HTML Novels-Jane Austin

#View the contents & formatting of the HTML object 
html_novel <- "C:/Data 607/Week7 HW/html_JaneAustin_v2.html"
html_novel<- htmlTreeParse(html_novel , error=function(...){}, useInternalNodes = TRUE)
html_novel
## <!DOCTYPE html PUBLIC "-//W3C//DTD HTML 4.0 Transitional//EN" "http://www.w3.org/TR/REC-html40/loose.dtd">
## <html><body>
## <table style="width:100%">
## <tr>
## <th>Title</th>
##     <th colspan="2">Author(s)</th>
##     <th>Year Released</th>
##     <th>Page #</th>
##     <th>Genre</th>
##     <th colspan="2">Main Character(s)</th>
##   </tr>
## <tr>
## <td>Pride and Prejudice</td>
##     <td>Jane Austen</td>
##     <td>-</td>
##     <td>1813</td>
##     <td>432</td>
##     <td>Romance</td>
##     <td>Elizabeth Bennet</td>
##     <td> Mr. Darcy</td>
##   </tr>
## <tr>
## <td>Sense and Sensibility</td>
##     <td>Originally Published Anonymous</td>
##     <td>Jane Austen</td>
##     <td>1811</td>
##     <td>352</td>
##     <td>Romance</td>
##     <td> Elinor Dashwood</td>
##     <td> Marianne Dashwood</td>
##   </tr>
## <tr>
## <td>Emma</td>
##     <td>Jane Austen</td>
##     <td>-</td>
##     <td>1815</td>
##     <td>544</td>
##     <td>Romance</td>
##     <td> Emma Woodhouse</td>
##     <td> Mr. George Knightley </td>
##   </tr>
## </table>
## </body></html>
## 
#Converted the HTML object into a dataframe. Converted all the factor columns into characters & renamed the columns. I used the dplyr method. 
html_novel_df <-data.frame(readHTMLTable(html_novel))%>%
  mutate_if(is.factor,as.character)%>%
  rename(Novel = NULL.V1, Author_1 = NULL.V2, Author_2 = NULL.V3, Year_Relased = NULL.V4, Pages =NULL.V5, 
Genre = NULL.V6, Main_Character1 =NULL.V7, Main_Character2 =NULL.V8)

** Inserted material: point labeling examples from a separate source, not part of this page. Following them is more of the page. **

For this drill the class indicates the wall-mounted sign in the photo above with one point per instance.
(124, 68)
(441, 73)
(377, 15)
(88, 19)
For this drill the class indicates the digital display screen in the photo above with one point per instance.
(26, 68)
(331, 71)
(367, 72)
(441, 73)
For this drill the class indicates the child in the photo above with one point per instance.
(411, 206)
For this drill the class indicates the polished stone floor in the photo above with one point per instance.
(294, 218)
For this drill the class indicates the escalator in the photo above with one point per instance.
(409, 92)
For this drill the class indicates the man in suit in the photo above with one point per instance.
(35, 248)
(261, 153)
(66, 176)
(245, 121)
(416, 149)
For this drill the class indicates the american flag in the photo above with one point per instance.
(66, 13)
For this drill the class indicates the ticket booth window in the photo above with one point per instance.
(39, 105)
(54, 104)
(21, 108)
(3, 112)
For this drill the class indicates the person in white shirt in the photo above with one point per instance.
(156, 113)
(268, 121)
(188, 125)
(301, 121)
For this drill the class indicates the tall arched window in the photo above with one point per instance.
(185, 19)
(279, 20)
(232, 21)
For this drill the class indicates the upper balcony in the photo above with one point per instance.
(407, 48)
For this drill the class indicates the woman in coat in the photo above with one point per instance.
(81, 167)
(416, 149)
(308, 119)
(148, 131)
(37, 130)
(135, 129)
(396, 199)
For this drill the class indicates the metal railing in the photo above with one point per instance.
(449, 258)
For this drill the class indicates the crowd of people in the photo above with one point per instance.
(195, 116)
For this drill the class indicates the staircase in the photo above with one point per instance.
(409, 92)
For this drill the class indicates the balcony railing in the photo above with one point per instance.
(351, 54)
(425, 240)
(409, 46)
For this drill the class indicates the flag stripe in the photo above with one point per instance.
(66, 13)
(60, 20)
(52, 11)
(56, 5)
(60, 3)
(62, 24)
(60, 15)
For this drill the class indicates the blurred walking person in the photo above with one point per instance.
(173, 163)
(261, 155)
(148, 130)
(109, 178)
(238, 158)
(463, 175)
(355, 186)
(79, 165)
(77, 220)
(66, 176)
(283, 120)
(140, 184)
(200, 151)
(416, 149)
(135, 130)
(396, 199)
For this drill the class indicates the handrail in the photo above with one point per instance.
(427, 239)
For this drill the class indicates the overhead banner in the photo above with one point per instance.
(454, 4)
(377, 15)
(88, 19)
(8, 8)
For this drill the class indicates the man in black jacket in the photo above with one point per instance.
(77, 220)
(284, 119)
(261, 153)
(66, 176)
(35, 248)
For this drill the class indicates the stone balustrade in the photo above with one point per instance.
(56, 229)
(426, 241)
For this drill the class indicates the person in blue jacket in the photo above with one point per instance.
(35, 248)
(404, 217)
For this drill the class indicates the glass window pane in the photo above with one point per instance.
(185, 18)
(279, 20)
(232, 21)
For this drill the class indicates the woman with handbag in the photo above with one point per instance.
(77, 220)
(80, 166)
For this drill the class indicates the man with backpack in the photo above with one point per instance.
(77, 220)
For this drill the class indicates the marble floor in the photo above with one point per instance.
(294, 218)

kable(html_novel_df,  caption = "HTML Jane Austin Dataframe")
HTML Jane Austin Dataframe
Novel Author_1 Author_2 Year_Relased Pages Genre Main_Character1 Main_Character2
Pride and Prejudice Jane Austen - 1813 432 Romance Elizabeth Bennet Mr. Darcy
Sense and Sensibility Originally Published Anonymous Jane Austen 1811 352 Romance Elinor Dashwood Marianne Dashwood
Emma Jane Austen - 1815 544 Romance Emma Woodhouse Mr. George Knightley

JSON Novels-Jane Austin

#view the contents/formatting of the JSON object 
json_novel_file <- "C:/Data 607/Week7 HW/json_JaneAustin.json.txt"
json_data <- fromJSON(json_novel_file)
json_data 

$Title [1] “Pride and Prejudice” “Sense and Sensibility” “Emma”

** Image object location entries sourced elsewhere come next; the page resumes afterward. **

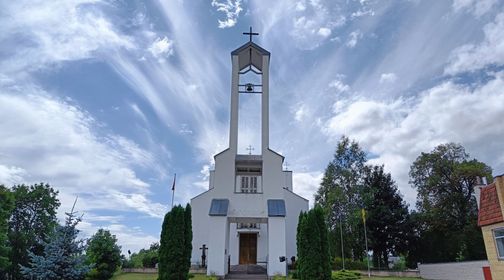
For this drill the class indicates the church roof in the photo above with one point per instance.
(250, 54)
(490, 208)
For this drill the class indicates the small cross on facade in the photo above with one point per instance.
(250, 149)
(250, 33)
(286, 166)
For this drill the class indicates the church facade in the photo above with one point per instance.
(249, 214)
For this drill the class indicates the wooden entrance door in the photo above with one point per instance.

$Author1 [1] “Jane Austin” “Originally Published Anonymously” [3] “Jane Austin”

$Author2 [1] “” “Jane Austin” “”

$Year Released [1] 1813 1811 1815

$Page # [1] 432 352 544

$Genre [1] “Romance” “Romance” “Romance”

$Main Character1 [1] “Elizabeth Bennet” “Elinor Dashwood” “Emma Woodhouse”

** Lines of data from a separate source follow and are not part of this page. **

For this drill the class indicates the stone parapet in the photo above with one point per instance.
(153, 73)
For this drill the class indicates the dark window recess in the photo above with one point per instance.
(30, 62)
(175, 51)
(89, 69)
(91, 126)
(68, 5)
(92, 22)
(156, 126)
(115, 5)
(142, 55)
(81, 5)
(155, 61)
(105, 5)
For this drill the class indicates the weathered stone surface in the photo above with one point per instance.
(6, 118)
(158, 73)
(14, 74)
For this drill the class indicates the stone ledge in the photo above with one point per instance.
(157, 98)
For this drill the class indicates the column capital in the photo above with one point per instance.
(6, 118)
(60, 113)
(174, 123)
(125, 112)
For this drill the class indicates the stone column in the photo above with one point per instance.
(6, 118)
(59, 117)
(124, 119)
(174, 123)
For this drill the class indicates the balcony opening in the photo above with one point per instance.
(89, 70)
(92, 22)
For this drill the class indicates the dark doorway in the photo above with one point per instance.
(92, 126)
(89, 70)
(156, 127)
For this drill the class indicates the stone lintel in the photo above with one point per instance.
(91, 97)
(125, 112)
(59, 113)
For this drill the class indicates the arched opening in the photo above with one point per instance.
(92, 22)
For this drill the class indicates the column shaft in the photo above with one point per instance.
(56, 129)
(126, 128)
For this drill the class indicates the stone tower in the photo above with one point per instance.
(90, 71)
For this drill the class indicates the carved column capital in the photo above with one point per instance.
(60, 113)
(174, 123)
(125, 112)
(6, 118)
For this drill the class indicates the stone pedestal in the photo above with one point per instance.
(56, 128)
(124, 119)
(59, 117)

$Main Character2 [1] “Mr. Darcy” “Marianne Dashwood” “Mr. George Knightley”

#Converted the json object into a dataframe object.  
json_novel_file <- "C:/Data 607/Week7 HW/json_JaneAustin.json.txt"
json_novel_file <- data.frame(fromJSON(json_novel_file  , flatten=TRUE))%>%
  mutate_if(is.factor,as.character)

kable(json_novel_file,  caption = "JSON Jane Austin Dataframe")
JSON Jane Austin Dataframe
Title Author1 Author2 Year.Released Page.. Genre Main.Character1 Main.Character2
Pride and Prejudice Jane Austin 1813 432 Romance Elizabeth Bennet Mr. Darcy
Sense and Sensibility Originally Published Anonymously Jane Austin 1811 352 Romance Elinor Dashwood Marianne Dashwood
Emma Jane Austin 1815 544 Romance Emma Woodhouse Mr. George Knightley

My Findings: while the three objects store the same information, the ingestion into R required different amounts of effort. For me, JSON was the easiest and most straightforward.